Monopolistic Competition Between Differentiated Products With Demand For More Than One Variety
Executive Summary — How and when is price competition most significant among firms? This paper develops a theoretical framework for studying price competition between multiple firms. Two examples of markets that fit the description for study are software applications and videogames: There are thousands of software applications as well as games, and different users are interested in different applications and/or games. A given software or game user's tastes may overlap with another's, yet they may have nothing in common with a third's. Thus, although there is a sense in which competition is localized (any given firm competes only with firms whose brands are similar to its own), it is not clear how the fact that consumers are generally interested in purchasing multiple products affects the type of competition waged among firms. Key concepts include:
- This paper proposes a theoretical framework for studying competition between differentiated products when consumers are interested in purchasing more than one brand.

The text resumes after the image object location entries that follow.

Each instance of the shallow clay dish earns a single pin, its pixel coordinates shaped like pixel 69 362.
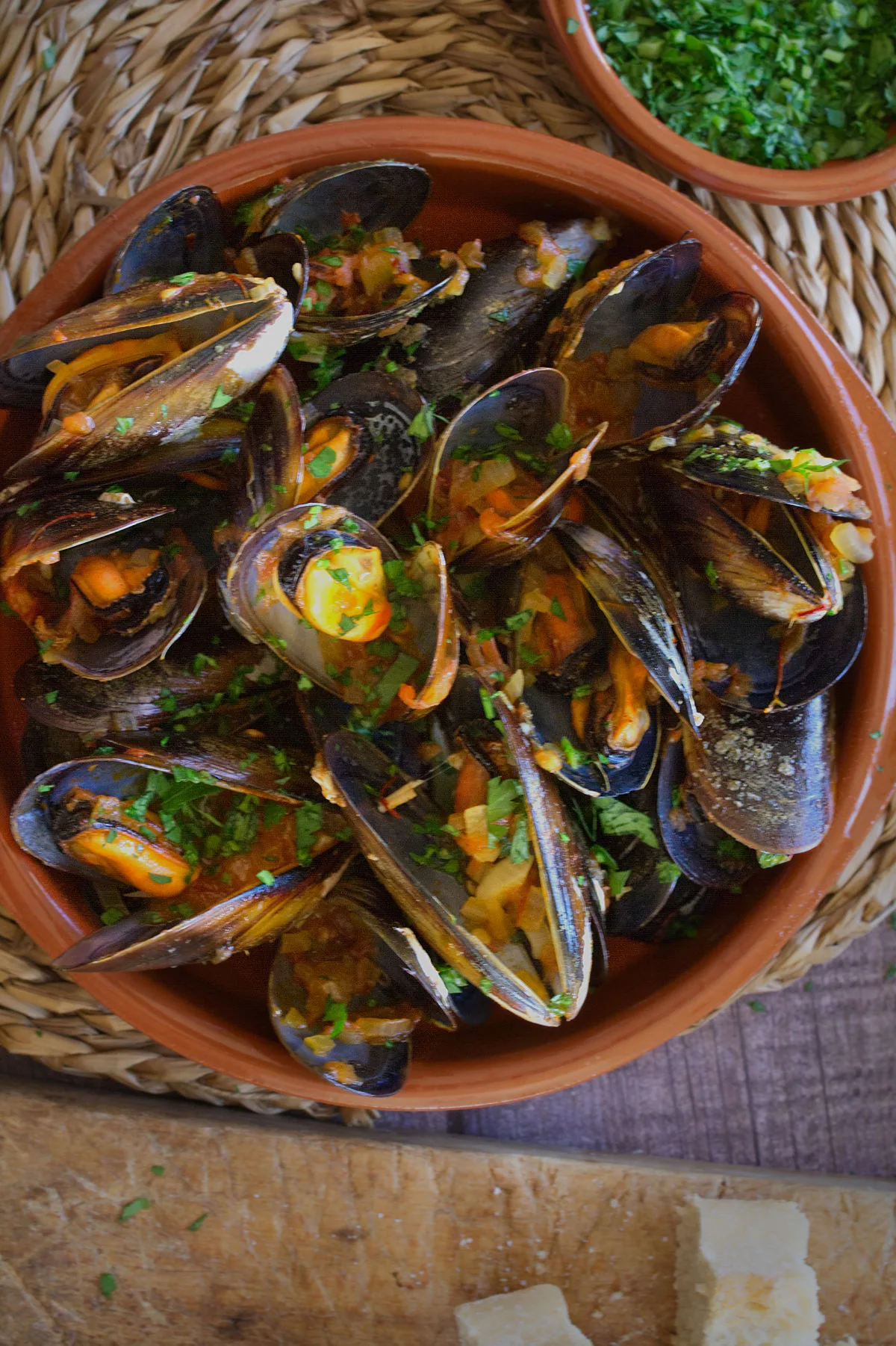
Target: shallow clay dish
pixel 841 181
pixel 798 388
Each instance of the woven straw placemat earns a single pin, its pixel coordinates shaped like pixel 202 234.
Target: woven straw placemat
pixel 100 99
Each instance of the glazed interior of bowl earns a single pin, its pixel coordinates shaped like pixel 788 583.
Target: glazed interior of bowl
pixel 835 181
pixel 798 389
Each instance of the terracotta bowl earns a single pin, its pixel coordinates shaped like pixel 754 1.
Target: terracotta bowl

We analyze the existence of pure strategy symmetric price equilibria in a generalized version of Salop (1979)'s circular model of competition between differentiated products—namely, we allow consumers to purchase more than one brand. When consumers purchase all varieties from which they derive non-negative net utility, there is no competition, so that each firm behaves like an unconstrained monopolist. When each consumer is interested in purchasing an exogenously given number (n) of varieties, we show that there is no pure strategy symmetric price equilibrium in general (for n > 2 with linear transportation costs). In turn, if the limitation on the number of varieties consumers purchase comes from a budget constraint then we obtain a multiplicity of symmetric price equilibria, which can be indexed by the number of varieties consumers purchase in equilibrium. Keywords: Monopolistic competition, Product Variety. 48 pages.